The afternoon light danced across the hospital quilt warming the room and I was comfortable. My husband nodded off to sleep in the chair beside me.
The last 10 days had been a whirlwind. Last Friday I was an IVF patient. On Monday I had a simple gynae procedure to reevaluate IVF strategy. On Wednesday I was an oncology patient because the pathology had surprised us – ovarian cancer. 2 days of consults and tests then yesterday a laparotomy and clearance.
Easy said. Easy done. Not quite.
Being a patient when you are a doctor is surreal. Most of your own doctors, nurses and staff don’t talk to you the way they talk to ‘normal’ patients. Even if they do, you tend to talk to them as a colleague and objectify your illness or symptoms, or minimize it. In any case hugging a stranger whilst you get your epidural in whilst trying not to think about anaesthetic risk and five year survival stats and whether the CT’s were correct and there are no metastases is surreal.

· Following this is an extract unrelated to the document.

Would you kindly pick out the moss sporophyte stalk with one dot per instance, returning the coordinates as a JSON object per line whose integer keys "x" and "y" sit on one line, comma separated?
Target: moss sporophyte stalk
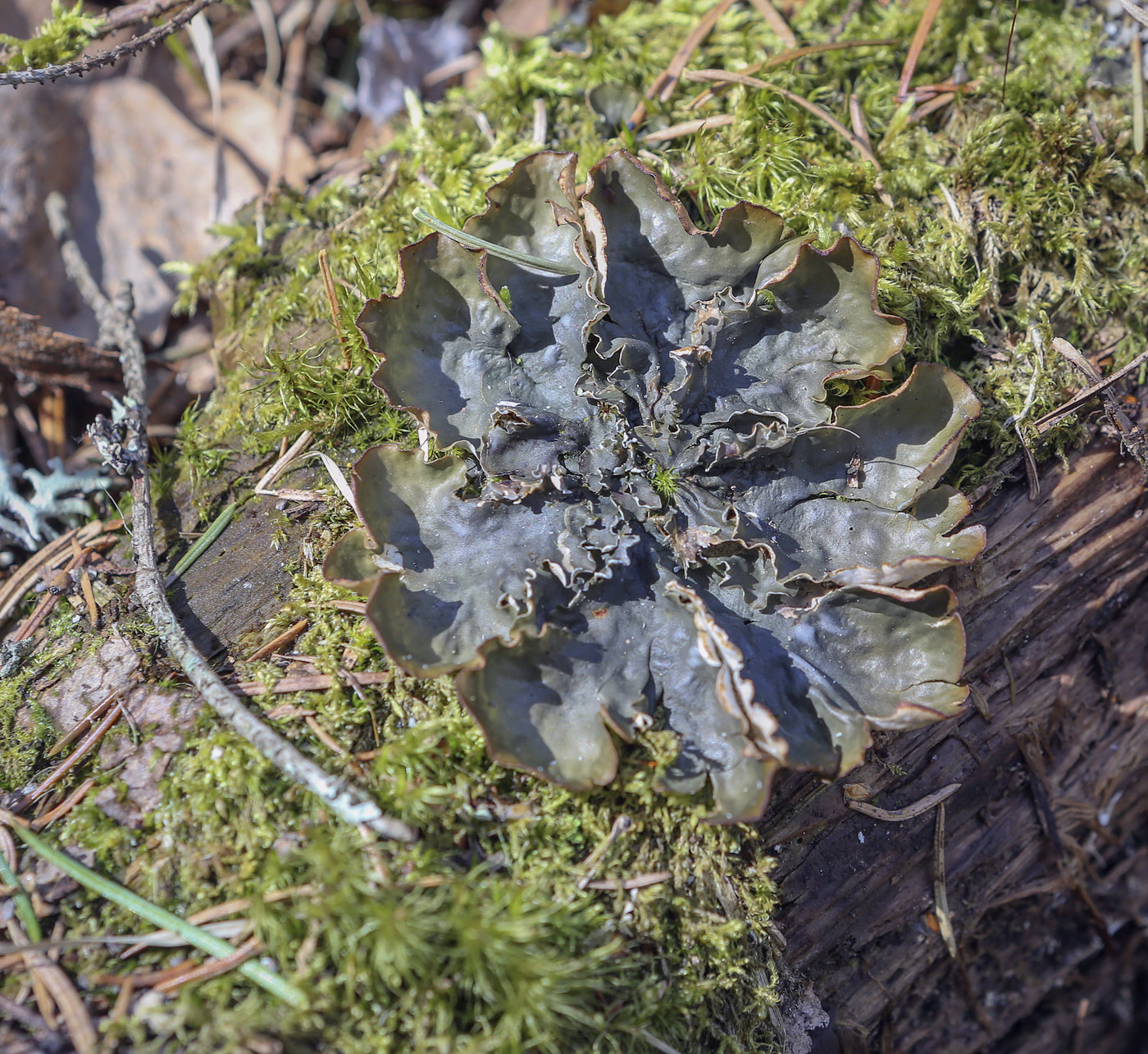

I was really grateful for that epidural the next day enjoying the light with no pain. Soon though there was a funny wet feeling on my back and I wanted to roll over. I asked the nurse that came in to do obs to help as my legs had not been my own. She checked the epidural and the dressing floated off with catheter following.
Over the next 20 minutes pain that words cannot describe began. I now think back to war time and soldiers who had laparotomies without the pain relief strategies we have now and I shudder. I am still not sure if I am ‘sensitive’ to pain or my internal coping is deficient. I do now know what anguish is but I am still embarrassed by crying in pain from that day to this.

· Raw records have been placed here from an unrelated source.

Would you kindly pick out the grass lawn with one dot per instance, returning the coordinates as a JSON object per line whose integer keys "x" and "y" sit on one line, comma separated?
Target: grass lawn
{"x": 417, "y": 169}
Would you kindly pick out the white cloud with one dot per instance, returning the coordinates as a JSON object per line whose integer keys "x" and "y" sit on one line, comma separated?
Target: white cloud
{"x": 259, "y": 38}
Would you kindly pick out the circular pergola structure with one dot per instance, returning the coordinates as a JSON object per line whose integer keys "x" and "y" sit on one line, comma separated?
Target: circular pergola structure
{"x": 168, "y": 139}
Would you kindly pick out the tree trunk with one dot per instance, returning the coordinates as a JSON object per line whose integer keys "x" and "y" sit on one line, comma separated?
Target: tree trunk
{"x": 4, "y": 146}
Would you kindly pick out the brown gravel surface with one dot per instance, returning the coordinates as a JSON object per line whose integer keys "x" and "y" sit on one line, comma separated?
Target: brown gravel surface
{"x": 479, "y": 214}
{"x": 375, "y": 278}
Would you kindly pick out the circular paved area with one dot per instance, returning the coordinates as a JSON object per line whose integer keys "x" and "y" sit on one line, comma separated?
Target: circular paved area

The nurses were great, on to problem solving pain relief straight away, calling the anaesthetist when the PRN opioid did not give relief. He gave a verbal order whilst a second medication was being given. The edge was off when the nurse came to give me a third dose of medication and I think I asked her what she was giving me, presuming one of the last two had been an antiemetic. She told me she had given me 10mg morphine. She checked the medication sheet and paled. That was 30 mg in the last half hour…
I looked to my nonmedical husband and told him that things might get a bit busy in a minute but to not worry.
It is a very odd feeling to be awake and not breathing. The medication nurse had gone to get the nurse in charge and both entered my room as my resp rate went under 4. I remember looking up into the nurse’s eyes whilst she placed the ambu bag on my face. I hope I didn’t spook her. The ambu mask and bag fell apart and I remember thinking “Poor bitch – that always happens to me too.” She reassembled it and bagged me as I drifted into unconsciousness and a short stay in intensive care.
It is some years since this experience. I am grateful to be healthy and I am grateful that I can reflect on this experience and learn from it both as a patient but also as a doctor.
- No one comes to work in health to do harm
- No one continues or completes a mistake once it is recognized as such
- We can all communicate better, especially to our patients, even our medical/nursing patients
- Mindfulness in health is imperative, not just a relaxation technique, more so being present in each moment, like prescribing or administering medications.
- There is always room for improvement in safety – for both staff and patients.
Channing (pseudonym) is an Emergency Physician based in Queensland, Australia.